Here's another view of the Shinjuku Sumitomo Building (on the right) and the Tokyo Metropolitan Government Building taken in the evening. Both buildings have been prominently featured in the Godzilla series. Enjoy!

Saturday, June 20, 2020

Tokusatsu Is Back!

Teruyoshi Nakano. Photo by Brett Homenick.

As COVID-19 restrictions continue to be lifted, events in Japan are slowly but surely starting to come back. It will still be a long while before things get back to normal, but I'll take what I can get. Tonight, the first tokusatsu-related event in a couple of months was held, and naturally I had to attend.

The guest of honor was legendary SFX director Teruyoshi Nakano, no stranger to such events. Many precautions were taken to ensure that the coronavirus would not spread, and given Nakano-san's age, I was relieved to see that. The other special guest was Takashi Naganuma, a veteran Toho model maker.

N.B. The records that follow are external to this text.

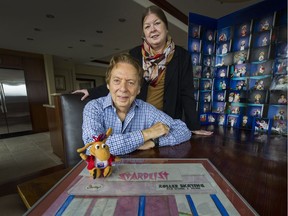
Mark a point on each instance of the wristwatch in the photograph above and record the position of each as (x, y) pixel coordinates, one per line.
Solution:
(156, 142)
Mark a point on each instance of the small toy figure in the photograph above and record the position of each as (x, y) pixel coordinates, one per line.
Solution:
(231, 121)
(222, 73)
(195, 47)
(231, 97)
(223, 37)
(264, 41)
(224, 48)
(209, 50)
(242, 45)
(282, 99)
(211, 118)
(195, 33)
(261, 56)
(244, 121)
(194, 61)
(210, 37)
(265, 25)
(223, 86)
(256, 113)
(243, 30)
(280, 115)
(257, 98)
(261, 69)
(220, 97)
(236, 98)
(207, 97)
(242, 58)
(100, 160)
(221, 120)
(259, 85)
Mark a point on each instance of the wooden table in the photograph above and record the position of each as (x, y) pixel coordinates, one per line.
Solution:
(31, 191)
(57, 200)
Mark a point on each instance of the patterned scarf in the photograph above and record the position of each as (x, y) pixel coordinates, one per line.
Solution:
(155, 64)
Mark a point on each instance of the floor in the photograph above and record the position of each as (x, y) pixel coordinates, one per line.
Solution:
(20, 156)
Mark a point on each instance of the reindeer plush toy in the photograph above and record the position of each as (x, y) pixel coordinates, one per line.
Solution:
(100, 161)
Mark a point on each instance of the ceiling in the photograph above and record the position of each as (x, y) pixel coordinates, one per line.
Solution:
(91, 30)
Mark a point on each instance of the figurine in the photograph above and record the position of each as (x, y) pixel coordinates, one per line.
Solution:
(224, 48)
(282, 99)
(244, 121)
(242, 45)
(243, 30)
(261, 56)
(257, 98)
(100, 160)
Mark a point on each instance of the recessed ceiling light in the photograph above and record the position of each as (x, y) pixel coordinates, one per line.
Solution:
(50, 16)
(122, 20)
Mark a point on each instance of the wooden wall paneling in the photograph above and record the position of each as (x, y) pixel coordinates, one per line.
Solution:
(56, 135)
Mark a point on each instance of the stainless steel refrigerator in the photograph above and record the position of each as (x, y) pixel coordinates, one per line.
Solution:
(14, 106)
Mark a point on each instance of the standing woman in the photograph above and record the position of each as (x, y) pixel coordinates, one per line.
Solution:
(168, 75)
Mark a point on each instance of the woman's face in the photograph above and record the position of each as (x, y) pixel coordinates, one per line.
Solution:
(124, 86)
(155, 32)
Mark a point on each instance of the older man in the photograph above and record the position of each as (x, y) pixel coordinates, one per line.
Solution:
(135, 123)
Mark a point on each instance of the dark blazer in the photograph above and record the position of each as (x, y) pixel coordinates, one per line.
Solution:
(178, 101)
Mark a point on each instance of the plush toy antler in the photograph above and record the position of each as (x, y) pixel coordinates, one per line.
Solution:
(100, 160)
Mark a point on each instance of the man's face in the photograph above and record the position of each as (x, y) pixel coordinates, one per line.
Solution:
(124, 86)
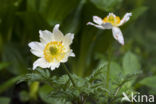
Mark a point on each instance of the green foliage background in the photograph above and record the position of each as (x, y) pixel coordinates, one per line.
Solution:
(21, 20)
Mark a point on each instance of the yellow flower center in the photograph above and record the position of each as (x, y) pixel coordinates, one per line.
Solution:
(54, 51)
(114, 20)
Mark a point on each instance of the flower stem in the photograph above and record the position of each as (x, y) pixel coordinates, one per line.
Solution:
(66, 69)
(108, 66)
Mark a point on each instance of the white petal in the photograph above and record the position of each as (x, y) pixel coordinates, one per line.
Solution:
(68, 39)
(36, 46)
(98, 26)
(107, 26)
(125, 18)
(70, 53)
(41, 62)
(37, 53)
(97, 20)
(112, 14)
(45, 36)
(54, 65)
(117, 34)
(58, 35)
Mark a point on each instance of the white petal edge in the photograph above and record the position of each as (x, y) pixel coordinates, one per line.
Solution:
(45, 36)
(41, 62)
(54, 65)
(58, 35)
(98, 26)
(68, 39)
(125, 18)
(111, 14)
(107, 26)
(117, 34)
(97, 20)
(70, 53)
(36, 46)
(37, 53)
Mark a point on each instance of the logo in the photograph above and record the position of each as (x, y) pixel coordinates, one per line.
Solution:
(137, 98)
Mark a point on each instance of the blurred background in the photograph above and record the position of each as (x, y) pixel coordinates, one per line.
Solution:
(21, 20)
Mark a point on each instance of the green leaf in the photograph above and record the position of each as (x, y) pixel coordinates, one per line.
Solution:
(4, 100)
(44, 92)
(130, 63)
(24, 96)
(9, 83)
(107, 5)
(149, 81)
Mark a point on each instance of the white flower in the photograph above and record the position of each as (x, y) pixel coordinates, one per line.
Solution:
(53, 49)
(111, 22)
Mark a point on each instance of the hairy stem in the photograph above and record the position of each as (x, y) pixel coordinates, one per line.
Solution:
(66, 69)
(108, 66)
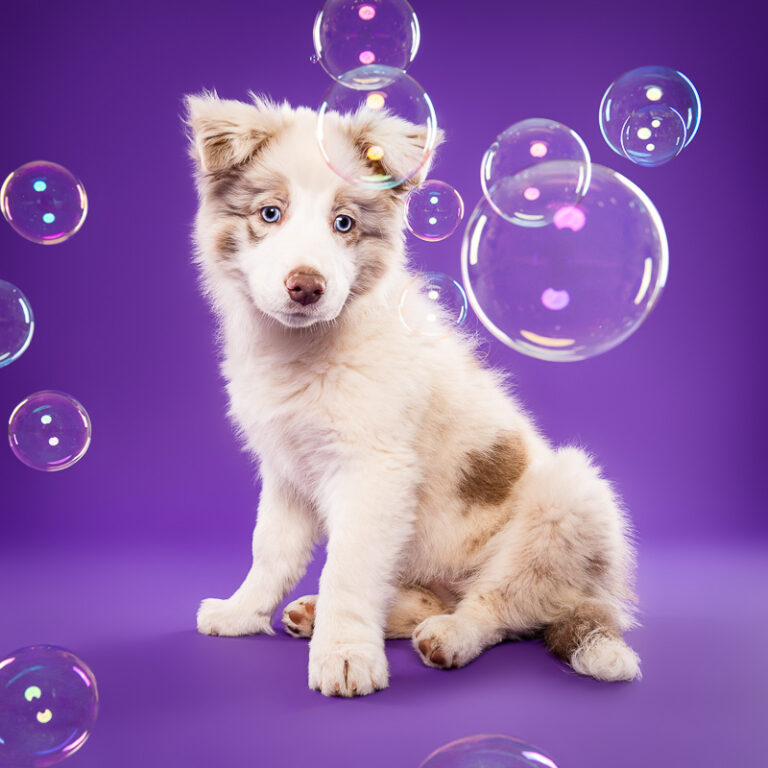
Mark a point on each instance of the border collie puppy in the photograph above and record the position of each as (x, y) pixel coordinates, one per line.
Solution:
(449, 518)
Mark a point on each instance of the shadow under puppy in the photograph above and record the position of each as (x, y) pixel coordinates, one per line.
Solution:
(449, 518)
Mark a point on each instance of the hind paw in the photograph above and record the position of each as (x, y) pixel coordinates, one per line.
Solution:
(299, 616)
(444, 642)
(607, 658)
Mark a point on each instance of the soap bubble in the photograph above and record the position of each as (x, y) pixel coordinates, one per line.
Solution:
(44, 202)
(17, 323)
(488, 752)
(508, 172)
(577, 287)
(385, 103)
(433, 304)
(661, 87)
(653, 135)
(49, 431)
(48, 705)
(433, 210)
(349, 33)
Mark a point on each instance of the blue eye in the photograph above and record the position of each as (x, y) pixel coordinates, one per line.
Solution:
(271, 214)
(343, 223)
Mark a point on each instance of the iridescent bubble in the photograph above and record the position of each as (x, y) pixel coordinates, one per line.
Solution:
(434, 210)
(653, 135)
(49, 431)
(44, 202)
(509, 166)
(433, 304)
(661, 87)
(48, 705)
(400, 128)
(489, 752)
(17, 324)
(349, 33)
(575, 288)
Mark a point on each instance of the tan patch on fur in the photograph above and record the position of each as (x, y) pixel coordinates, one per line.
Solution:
(490, 474)
(371, 267)
(227, 244)
(565, 636)
(414, 603)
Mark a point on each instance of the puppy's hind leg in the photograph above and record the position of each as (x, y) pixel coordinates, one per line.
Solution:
(588, 639)
(412, 605)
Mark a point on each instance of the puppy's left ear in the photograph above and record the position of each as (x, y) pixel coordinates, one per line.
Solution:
(402, 145)
(225, 133)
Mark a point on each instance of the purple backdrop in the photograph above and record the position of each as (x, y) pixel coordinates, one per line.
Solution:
(111, 556)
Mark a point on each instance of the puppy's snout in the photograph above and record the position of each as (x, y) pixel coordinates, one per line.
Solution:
(305, 286)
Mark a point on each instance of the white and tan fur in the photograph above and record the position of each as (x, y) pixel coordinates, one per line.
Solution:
(448, 517)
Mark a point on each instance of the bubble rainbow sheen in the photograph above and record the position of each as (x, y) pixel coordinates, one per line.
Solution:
(348, 33)
(17, 323)
(489, 752)
(49, 431)
(44, 202)
(49, 702)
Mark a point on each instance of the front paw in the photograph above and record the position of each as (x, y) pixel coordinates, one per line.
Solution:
(353, 669)
(231, 618)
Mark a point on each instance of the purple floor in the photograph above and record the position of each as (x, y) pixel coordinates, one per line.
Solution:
(171, 697)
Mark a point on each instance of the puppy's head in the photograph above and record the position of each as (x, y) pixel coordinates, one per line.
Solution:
(276, 220)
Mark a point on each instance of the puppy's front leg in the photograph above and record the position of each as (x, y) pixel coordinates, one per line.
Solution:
(282, 545)
(370, 515)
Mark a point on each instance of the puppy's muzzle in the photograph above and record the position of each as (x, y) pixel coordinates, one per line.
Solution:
(305, 286)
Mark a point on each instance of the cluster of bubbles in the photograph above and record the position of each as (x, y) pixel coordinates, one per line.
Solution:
(48, 705)
(489, 752)
(561, 259)
(46, 204)
(650, 114)
(365, 46)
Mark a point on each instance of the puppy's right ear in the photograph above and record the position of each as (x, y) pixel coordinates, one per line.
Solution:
(224, 133)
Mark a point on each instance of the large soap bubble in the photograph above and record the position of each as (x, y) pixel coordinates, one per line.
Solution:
(17, 323)
(489, 752)
(49, 431)
(44, 202)
(48, 705)
(393, 121)
(577, 287)
(509, 166)
(351, 33)
(653, 135)
(626, 116)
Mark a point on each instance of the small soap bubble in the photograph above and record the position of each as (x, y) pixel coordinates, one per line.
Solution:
(636, 100)
(49, 431)
(49, 702)
(433, 304)
(434, 210)
(489, 752)
(653, 135)
(385, 101)
(17, 324)
(348, 33)
(577, 287)
(509, 169)
(44, 202)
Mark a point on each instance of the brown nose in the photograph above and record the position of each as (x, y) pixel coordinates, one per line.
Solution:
(305, 287)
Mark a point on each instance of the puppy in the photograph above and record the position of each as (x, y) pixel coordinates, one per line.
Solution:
(449, 518)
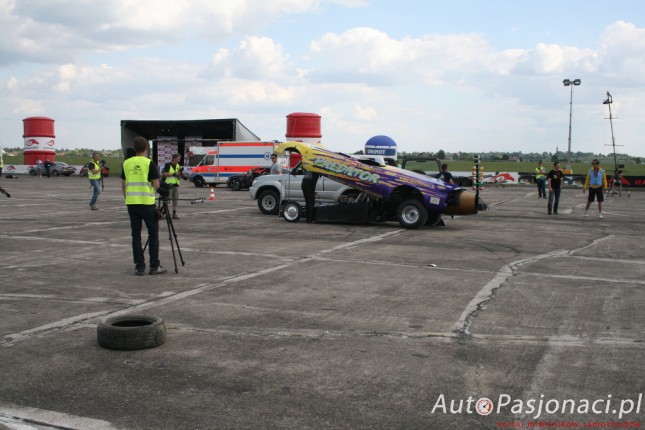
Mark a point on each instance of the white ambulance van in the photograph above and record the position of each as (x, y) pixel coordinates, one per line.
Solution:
(227, 159)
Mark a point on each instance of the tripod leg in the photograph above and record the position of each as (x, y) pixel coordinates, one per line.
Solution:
(172, 226)
(172, 247)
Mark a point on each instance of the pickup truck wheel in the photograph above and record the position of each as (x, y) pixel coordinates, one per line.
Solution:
(235, 185)
(411, 214)
(434, 218)
(199, 181)
(268, 202)
(292, 212)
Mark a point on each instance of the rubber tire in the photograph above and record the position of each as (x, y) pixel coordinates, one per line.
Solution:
(269, 202)
(411, 214)
(131, 332)
(292, 211)
(235, 185)
(434, 218)
(199, 181)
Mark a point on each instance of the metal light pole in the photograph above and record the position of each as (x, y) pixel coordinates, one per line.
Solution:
(571, 83)
(608, 102)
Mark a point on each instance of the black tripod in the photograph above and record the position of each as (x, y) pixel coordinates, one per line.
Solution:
(163, 212)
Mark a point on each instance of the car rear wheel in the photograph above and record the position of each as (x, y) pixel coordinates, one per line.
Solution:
(434, 218)
(199, 181)
(235, 184)
(411, 214)
(268, 202)
(292, 211)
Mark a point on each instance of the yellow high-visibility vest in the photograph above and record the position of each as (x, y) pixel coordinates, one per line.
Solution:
(138, 190)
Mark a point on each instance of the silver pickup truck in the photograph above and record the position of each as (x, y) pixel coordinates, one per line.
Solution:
(269, 190)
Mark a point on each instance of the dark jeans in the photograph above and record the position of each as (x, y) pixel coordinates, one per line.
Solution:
(554, 199)
(147, 214)
(96, 184)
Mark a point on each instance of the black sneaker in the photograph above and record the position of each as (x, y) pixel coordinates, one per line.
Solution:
(157, 271)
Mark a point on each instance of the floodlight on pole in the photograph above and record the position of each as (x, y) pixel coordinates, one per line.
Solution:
(608, 102)
(570, 83)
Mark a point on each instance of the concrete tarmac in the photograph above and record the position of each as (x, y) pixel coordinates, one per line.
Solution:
(511, 317)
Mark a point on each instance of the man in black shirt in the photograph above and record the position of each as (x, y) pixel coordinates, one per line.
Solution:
(308, 186)
(445, 175)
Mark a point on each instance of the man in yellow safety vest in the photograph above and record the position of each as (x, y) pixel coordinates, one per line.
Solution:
(94, 175)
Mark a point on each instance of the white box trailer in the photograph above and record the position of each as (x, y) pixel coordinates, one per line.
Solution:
(227, 159)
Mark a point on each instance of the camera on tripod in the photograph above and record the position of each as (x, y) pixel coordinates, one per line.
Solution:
(164, 190)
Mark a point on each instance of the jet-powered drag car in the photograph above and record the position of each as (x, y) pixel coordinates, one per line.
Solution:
(387, 192)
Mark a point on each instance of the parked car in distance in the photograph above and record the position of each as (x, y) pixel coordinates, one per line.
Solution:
(237, 182)
(105, 170)
(57, 168)
(270, 190)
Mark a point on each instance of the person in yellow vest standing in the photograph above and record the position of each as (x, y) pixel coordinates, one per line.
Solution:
(140, 179)
(171, 175)
(540, 179)
(94, 175)
(596, 181)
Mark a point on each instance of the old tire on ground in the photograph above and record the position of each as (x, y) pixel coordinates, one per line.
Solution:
(411, 214)
(292, 211)
(131, 332)
(268, 202)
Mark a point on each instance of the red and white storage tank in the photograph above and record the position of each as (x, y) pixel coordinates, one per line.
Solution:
(39, 139)
(302, 127)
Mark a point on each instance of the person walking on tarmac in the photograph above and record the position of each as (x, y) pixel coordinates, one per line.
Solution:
(48, 165)
(94, 175)
(540, 179)
(596, 181)
(555, 185)
(308, 186)
(171, 175)
(140, 178)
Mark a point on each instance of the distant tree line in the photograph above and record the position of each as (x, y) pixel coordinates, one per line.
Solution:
(84, 152)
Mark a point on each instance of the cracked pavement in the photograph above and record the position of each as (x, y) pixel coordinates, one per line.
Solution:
(282, 325)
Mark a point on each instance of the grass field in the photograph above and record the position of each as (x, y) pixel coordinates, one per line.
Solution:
(526, 167)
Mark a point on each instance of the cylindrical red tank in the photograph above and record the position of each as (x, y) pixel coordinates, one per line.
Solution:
(39, 139)
(303, 127)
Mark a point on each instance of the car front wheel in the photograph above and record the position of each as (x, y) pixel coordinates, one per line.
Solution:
(411, 214)
(235, 185)
(268, 202)
(292, 211)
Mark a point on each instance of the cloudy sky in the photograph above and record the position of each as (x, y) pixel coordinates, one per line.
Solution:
(457, 75)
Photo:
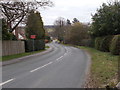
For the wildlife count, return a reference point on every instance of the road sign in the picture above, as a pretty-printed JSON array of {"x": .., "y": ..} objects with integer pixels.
[{"x": 33, "y": 36}]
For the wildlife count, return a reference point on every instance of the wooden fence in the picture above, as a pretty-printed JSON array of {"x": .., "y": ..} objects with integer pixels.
[{"x": 12, "y": 47}]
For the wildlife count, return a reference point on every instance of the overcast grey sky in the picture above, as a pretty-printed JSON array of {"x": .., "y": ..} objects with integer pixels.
[{"x": 69, "y": 9}]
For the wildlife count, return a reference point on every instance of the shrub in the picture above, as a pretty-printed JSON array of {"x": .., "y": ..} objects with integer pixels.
[
  {"x": 38, "y": 45},
  {"x": 105, "y": 43},
  {"x": 115, "y": 45},
  {"x": 98, "y": 41}
]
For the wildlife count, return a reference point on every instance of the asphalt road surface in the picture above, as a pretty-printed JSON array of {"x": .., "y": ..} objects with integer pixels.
[{"x": 64, "y": 67}]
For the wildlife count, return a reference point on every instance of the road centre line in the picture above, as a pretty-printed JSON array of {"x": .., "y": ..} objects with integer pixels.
[
  {"x": 47, "y": 64},
  {"x": 41, "y": 67},
  {"x": 7, "y": 81}
]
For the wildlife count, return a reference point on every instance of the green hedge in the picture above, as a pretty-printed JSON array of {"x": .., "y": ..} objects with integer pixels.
[
  {"x": 115, "y": 45},
  {"x": 105, "y": 43},
  {"x": 38, "y": 45},
  {"x": 98, "y": 41}
]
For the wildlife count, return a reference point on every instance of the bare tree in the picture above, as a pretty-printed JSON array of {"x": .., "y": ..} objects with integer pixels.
[
  {"x": 15, "y": 12},
  {"x": 60, "y": 28}
]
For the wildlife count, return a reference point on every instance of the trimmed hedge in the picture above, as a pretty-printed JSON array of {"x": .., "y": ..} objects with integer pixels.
[
  {"x": 115, "y": 45},
  {"x": 98, "y": 41},
  {"x": 105, "y": 43},
  {"x": 38, "y": 45}
]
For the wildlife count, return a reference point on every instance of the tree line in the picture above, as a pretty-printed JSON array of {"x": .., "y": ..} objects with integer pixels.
[{"x": 22, "y": 12}]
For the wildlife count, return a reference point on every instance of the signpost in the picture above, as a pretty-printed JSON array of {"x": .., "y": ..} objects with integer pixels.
[{"x": 33, "y": 37}]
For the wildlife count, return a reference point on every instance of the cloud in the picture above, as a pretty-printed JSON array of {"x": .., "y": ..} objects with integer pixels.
[{"x": 69, "y": 9}]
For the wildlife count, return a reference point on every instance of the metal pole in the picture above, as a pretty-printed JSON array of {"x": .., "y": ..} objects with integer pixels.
[{"x": 33, "y": 45}]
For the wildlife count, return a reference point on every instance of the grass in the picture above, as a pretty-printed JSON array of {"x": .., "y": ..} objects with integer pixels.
[
  {"x": 10, "y": 57},
  {"x": 104, "y": 68}
]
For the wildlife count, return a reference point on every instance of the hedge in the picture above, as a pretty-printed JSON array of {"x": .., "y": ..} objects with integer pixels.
[
  {"x": 98, "y": 41},
  {"x": 105, "y": 43},
  {"x": 38, "y": 45},
  {"x": 115, "y": 45}
]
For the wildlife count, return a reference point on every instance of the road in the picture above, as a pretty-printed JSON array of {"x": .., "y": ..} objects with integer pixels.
[{"x": 64, "y": 67}]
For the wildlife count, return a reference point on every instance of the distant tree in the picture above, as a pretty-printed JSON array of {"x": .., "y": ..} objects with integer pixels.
[
  {"x": 15, "y": 12},
  {"x": 34, "y": 25},
  {"x": 60, "y": 24},
  {"x": 106, "y": 21},
  {"x": 75, "y": 20},
  {"x": 68, "y": 22},
  {"x": 78, "y": 32}
]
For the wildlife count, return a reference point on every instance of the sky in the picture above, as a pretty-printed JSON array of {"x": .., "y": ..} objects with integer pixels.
[{"x": 69, "y": 9}]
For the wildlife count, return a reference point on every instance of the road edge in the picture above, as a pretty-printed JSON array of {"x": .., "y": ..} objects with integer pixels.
[{"x": 19, "y": 59}]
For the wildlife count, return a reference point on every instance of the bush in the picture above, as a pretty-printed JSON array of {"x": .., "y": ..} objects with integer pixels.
[
  {"x": 105, "y": 43},
  {"x": 115, "y": 45},
  {"x": 38, "y": 45},
  {"x": 98, "y": 41}
]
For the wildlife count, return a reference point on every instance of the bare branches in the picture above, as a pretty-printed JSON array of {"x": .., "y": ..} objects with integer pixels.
[{"x": 17, "y": 11}]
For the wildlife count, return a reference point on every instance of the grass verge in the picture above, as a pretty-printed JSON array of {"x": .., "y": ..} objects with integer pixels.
[
  {"x": 10, "y": 57},
  {"x": 104, "y": 68}
]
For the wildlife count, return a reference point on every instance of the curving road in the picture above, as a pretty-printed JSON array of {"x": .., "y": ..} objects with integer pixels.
[{"x": 64, "y": 67}]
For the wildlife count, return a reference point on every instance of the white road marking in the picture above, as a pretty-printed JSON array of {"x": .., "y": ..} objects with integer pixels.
[
  {"x": 7, "y": 81},
  {"x": 65, "y": 54},
  {"x": 48, "y": 63},
  {"x": 41, "y": 67},
  {"x": 59, "y": 58}
]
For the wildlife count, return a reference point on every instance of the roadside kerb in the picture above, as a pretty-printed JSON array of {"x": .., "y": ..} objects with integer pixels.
[{"x": 4, "y": 63}]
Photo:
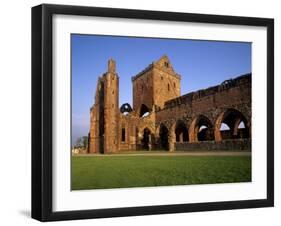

Takashi Naganuma. Photo by Brett Homenick.

One interesting thing was that I got to see clips from a Japanese SDF PR film (made with the cooperation of Toho) that featured the late Shigeo Kato as a fisherman thrown overboard during a storm, who was rescued by the SDF. I was also surprised to see that a few shots from the film were used as stock footage in Godzilla 1985. (The shots in question were the ones in which the SDF is searching for Godzilla at sea.) 

Safety first!

As usual, lots of fun and many laughs were had during the evening. It was great to return to the events after a couple of months. Hopefully, things will continue to open up and get better.

Thursday, June 18, 2020

Seven Samurai's Shigeo Kato Passes Away at 94

Shigeo Kato in Kamakura in March 2017. Photo by Brett Homenick.

According to Japanese media reports, veteran Toho actor Shigeo Kato passed away at his home at 7:00 a.m. on June 14, just days shy of his 95th birthday on June 16. A private funeral was held with his daughter Yuko as chief mourner. 

Mr. Kato puts flowers on the final resting place of Akira Kurosawa. Photo by Brett Homenick. 

I had gotten to know Mr. Kato quite well over the years. We were put in touch by screenwriter Wataru Mimura, and I first met Mr. Kato in Kamakura, Kanagawa Prefecture, in the summer of 2014. I last visited Mr. Kato in late October of last year with my friend Jacob. Due to COVID-19, I was reluctant to visit Mr. Kato this year.

With Mr. Kato in January 2016.

Mr. Kato's credits are too numerous to list. He is most likely the last surviving cast member of Akira Kurosawa's Seven Samurai (1954), and he has appeared in countless Godzilla and other monster movies for Toho. You can read the first interview I conducted with Mr. Kato last year to give you more of an idea of his career. I should have the second interview (that focuses more on his acting career) ready to publish in a few days.

Shigeo Kato was one of the kindest people I've ever met, and I'll always cherish the generosity he showed me over the years.

Rest in peace, Mr. Kato.

UPDATE (6/20): My followup interview with Mr. Kato has been published at Vantage Point Interviews.